The early summer weather was as benign as it ever got in Defiance. The sun was just past its zenith, the sky was golden and the light breeze was warm. The air tasted of rain to come, probably after dark.
"Feel like getting out for a stroll?"
She cocked an eyebrow at him.
"I don't think Val will mind. Come on, before I go crazy in here." He held out a hand. She rose to join him, and they set out.
The village was peaceful, orderly and clean. A month earlier, there had been visible debris strewn along some of the footpaths. There was none now. Indeed, most of the paths had been raked free of the loose rocks that had made walking in the dark an adventure. The hovels appeared better tended, on average, than ever before. Many roofs had been rethatched. Their neighbors were mostly at work, tending their gardens, their composters, or their stills. All gave cheery waves as the Morelon family strolled by.
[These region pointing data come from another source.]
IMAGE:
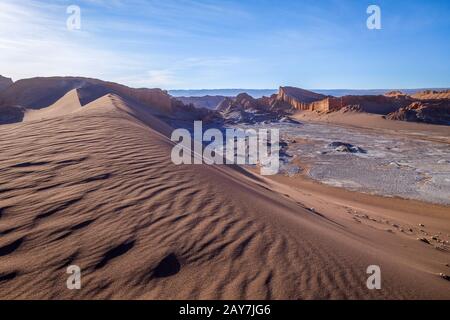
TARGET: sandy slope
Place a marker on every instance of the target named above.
(377, 122)
(96, 188)
(68, 104)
Defiance had settled into a new set of rhythms, and a new set of norms. Armand had always been valued for his skills, as he'd expected from the first, but over the month since Teresza's kidnapping and his response to it, there'd been an increment. Villagers had been bringing him things other than broken machinery to fix.
"He promised me a bushel of beets if I would sew him a new pair of pants, but now that his crop is in he won't pay up. He says I've misremembered the bargain. Can you get him to keep his word?"
"Our stills are overproducing. We're happy, of course, but you know how this stuff sublimates off if you don't bottle it right away, and we're out of vessels. Could you help us negotiate a trade with Thule? They have potash we could really use here, but they're bastards through and through, if you know what I mean."